Les journées Drosophila suzukii ont eu un succès proportionnel à l’étendue du problème. Si les solutions actuelles sont peu satisfaisantes, celles du futur sont prometteuses. Mais pour les appliquer, c’est une coordination interfilière, multi-acteurs, voire européenne qui est nécessaire.
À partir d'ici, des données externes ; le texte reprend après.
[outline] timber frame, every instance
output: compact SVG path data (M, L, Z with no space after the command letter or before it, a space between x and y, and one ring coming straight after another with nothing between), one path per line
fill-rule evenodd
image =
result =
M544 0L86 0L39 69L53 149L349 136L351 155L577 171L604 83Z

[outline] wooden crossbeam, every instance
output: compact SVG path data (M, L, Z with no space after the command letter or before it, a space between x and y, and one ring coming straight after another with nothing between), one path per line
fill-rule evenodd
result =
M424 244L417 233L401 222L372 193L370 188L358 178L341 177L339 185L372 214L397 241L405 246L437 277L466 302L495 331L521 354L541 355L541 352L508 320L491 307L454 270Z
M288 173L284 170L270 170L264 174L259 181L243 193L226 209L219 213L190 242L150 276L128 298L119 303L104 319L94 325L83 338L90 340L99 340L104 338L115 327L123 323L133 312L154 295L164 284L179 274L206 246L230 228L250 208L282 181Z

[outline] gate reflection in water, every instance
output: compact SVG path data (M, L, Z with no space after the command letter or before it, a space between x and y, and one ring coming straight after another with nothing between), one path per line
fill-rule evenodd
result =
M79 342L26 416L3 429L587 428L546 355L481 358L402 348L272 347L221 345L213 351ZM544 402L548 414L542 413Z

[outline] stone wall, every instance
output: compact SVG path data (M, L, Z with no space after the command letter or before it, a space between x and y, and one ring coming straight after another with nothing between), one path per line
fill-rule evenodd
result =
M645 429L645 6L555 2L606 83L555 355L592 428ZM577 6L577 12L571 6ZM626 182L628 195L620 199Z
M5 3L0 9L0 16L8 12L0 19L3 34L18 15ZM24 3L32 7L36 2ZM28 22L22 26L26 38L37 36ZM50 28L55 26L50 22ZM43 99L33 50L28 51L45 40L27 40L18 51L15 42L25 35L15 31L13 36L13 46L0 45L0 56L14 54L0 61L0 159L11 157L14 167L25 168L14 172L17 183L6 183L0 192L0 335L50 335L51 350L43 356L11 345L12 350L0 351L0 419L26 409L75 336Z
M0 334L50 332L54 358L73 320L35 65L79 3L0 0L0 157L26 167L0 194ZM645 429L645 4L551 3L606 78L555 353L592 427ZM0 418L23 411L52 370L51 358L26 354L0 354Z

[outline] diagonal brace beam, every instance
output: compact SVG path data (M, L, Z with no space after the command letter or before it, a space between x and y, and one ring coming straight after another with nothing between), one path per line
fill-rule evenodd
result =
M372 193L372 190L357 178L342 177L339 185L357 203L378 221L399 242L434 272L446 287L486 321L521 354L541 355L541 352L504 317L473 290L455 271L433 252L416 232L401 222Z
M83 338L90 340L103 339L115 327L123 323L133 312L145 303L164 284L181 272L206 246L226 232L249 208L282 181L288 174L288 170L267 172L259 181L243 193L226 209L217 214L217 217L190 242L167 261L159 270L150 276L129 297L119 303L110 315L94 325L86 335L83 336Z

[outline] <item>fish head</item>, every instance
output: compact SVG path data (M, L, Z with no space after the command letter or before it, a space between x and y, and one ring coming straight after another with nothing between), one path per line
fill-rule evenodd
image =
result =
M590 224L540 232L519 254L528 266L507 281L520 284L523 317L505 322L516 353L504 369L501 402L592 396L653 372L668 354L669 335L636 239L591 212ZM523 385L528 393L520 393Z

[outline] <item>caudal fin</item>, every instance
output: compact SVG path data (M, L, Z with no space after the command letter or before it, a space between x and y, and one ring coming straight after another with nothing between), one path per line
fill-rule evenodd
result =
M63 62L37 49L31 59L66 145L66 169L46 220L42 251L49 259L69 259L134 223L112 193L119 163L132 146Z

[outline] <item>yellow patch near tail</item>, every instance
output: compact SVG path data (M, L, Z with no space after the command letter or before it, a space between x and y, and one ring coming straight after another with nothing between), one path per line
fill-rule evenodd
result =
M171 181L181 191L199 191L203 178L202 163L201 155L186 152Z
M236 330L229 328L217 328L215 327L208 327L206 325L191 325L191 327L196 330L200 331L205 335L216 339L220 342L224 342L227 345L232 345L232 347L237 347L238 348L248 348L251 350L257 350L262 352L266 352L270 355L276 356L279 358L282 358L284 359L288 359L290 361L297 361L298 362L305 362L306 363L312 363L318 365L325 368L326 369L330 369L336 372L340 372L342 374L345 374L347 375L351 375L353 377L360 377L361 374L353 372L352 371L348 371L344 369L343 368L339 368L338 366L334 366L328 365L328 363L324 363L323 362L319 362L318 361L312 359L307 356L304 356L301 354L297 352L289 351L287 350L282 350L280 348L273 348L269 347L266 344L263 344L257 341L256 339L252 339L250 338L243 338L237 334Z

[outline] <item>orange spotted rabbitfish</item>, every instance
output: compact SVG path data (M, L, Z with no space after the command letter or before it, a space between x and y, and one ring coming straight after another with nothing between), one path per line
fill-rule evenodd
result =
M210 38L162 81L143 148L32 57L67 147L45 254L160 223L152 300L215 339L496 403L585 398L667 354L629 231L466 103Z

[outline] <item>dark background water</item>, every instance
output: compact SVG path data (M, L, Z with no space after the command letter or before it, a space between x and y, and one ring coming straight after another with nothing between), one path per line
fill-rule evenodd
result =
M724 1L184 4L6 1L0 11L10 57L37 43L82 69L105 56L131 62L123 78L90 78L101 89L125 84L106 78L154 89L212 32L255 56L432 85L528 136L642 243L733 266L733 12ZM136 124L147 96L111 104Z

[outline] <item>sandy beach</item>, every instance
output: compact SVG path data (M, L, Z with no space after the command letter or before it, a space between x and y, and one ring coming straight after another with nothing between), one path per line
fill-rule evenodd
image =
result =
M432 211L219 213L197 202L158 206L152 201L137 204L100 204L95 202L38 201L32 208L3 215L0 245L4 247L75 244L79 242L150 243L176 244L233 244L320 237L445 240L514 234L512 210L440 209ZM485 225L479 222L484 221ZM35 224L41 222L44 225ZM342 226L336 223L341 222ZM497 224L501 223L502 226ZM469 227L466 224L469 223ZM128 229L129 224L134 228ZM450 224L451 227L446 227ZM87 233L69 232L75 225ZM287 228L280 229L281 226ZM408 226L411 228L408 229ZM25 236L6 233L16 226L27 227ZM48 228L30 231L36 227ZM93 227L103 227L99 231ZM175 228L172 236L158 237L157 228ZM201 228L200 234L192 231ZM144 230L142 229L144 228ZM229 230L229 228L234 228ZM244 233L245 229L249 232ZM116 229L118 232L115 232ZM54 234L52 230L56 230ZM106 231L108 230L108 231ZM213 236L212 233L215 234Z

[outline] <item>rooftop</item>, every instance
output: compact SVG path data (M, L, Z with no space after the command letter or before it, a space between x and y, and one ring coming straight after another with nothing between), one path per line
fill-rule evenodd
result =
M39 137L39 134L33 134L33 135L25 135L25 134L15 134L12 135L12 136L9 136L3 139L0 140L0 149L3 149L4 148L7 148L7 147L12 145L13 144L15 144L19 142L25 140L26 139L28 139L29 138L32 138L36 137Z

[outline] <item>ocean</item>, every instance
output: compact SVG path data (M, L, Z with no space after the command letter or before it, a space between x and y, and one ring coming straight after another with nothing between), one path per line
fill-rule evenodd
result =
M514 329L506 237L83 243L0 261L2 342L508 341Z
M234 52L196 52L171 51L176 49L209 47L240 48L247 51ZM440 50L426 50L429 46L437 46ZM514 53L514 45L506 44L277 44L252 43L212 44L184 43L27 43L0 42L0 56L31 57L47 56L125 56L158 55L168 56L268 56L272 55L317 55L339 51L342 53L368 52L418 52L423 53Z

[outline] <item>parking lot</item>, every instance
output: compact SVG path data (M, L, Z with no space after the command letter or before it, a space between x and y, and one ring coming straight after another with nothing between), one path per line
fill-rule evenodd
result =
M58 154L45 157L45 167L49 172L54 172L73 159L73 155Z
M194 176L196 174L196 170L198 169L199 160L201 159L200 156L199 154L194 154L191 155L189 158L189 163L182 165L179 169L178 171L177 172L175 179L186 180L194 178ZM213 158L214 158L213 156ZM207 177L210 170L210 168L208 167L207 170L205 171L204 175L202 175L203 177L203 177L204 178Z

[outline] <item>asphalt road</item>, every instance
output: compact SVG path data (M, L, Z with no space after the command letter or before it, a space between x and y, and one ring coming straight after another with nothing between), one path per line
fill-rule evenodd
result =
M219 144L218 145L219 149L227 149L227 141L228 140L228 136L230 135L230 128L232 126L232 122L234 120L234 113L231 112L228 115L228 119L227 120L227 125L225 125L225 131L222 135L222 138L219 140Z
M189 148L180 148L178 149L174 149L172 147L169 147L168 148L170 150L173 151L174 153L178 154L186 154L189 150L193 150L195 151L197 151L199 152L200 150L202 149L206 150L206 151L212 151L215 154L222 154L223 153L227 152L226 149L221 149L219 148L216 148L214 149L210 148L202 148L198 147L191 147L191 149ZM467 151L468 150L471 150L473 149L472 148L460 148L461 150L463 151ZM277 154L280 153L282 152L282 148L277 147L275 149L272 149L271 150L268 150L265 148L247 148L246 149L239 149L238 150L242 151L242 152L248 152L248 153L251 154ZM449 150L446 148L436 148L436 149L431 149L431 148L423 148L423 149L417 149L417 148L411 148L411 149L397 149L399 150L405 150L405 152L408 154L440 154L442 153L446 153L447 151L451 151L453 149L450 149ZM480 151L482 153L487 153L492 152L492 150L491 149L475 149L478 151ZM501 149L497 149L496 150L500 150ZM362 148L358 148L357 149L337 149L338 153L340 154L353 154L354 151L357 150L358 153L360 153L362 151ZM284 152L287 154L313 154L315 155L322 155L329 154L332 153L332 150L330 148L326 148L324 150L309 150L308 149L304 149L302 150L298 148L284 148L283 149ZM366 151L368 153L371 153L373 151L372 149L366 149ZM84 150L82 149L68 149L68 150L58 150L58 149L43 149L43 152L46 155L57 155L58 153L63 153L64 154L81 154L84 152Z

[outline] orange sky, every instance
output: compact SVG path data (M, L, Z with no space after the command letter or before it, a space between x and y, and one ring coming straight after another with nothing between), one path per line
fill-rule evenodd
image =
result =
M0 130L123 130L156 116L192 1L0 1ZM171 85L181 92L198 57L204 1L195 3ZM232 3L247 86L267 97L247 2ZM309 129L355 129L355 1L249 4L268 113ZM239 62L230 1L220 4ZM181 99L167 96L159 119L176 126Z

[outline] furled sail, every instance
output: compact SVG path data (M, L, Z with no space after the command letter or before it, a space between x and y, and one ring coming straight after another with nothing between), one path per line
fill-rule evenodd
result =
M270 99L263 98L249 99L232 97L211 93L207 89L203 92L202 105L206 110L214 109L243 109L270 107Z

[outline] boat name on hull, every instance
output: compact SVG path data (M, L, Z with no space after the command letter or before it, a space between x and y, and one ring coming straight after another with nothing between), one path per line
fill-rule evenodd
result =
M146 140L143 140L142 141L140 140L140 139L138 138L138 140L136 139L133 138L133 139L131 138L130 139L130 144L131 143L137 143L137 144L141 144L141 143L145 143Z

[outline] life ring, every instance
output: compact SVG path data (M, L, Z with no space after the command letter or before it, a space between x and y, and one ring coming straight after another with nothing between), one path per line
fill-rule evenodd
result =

LA PROFESSION EST PRÊTE à mettre en place un plan collectif de lutte contre Drosophila impliquant plusieurs filières végétales.
© M LE CORRE

« La mobilisation de la recherche donne de l’espoir pour l’avenir », a commenté Philippe Massardier de la coopérative Sicoly, lors de la table ronde des journées consacrées à Drosophila suzukii début décembre. Mobilisé, tout le monde l’est devant la gravité de la situation. Les 230 producteurs, techniciens, expérimentateurs et chercheurs européens des filières cerise, petits fruits et vigne présents à cet événement organisé par le Ctifl, en sont la preuve. « Les solutions présentées par la recherche sont pour dans cinq à sept ans, or les producteurs ont aussi besoin de solutions pour le printemps 2017 », a souligné Gérard Roche, Légumes de France. Les solutions de l’année prochaine resteront donc principalement chimiques avec l’espoir d’une dérogation de molécules, avancée par Bertrand Bourgouin de la DGAL. « Mais ce n’est pas une solution durable », a précisé Luc Barbier, président de la FNPF.

Un plan de lutte collective sur les filières végétales

Les résultats des méthodes testées en expérimentation jusqu’à maintenant, piégeage massif, lutte chimique, filets et prophylaxie, sont insatisfaisants ou trop onéreux. « Beaucoup de moyens sont déployés en Europe pour financer la recherche mais assez peu sur l’expérimentation », , a fait remarqué Claire Weydert du Ctifl, coordinatrice de l’ex- projet Casdar sur le sujet. Or, comment transférer les premiers résultats de la recherche fondamentale sans moyens financiers ? Le projet multipartenaires Casdar sur ce ravageur a pris fin en juin sans qu’aucun dispositif n’ait pris le relais. « Nous avons besoin d’un plan d’action coordonné entre tous les acteurs avec un financement qui dépasse celui du Casdar », a acquiescé Bertrand Bourgouin, de la DGAL. Une coordination au niveau européen augmenterait l’efficience des expérimentations. Mais la mobilisation doit dépasser la recherche et l’expérimentation. « Nous avons besoin de tous tirer dans le même sens. La profession est prête à mettre en place un Plan de lutte collective volontaire impliquant plusieurs filières végétales, a annoncé Luc Barbier. Ce serait une première en France. Mais à condition que l’état s’engage financièrement par écrit et que les solutions proposées soient économiquement praticables sur les exploitations ».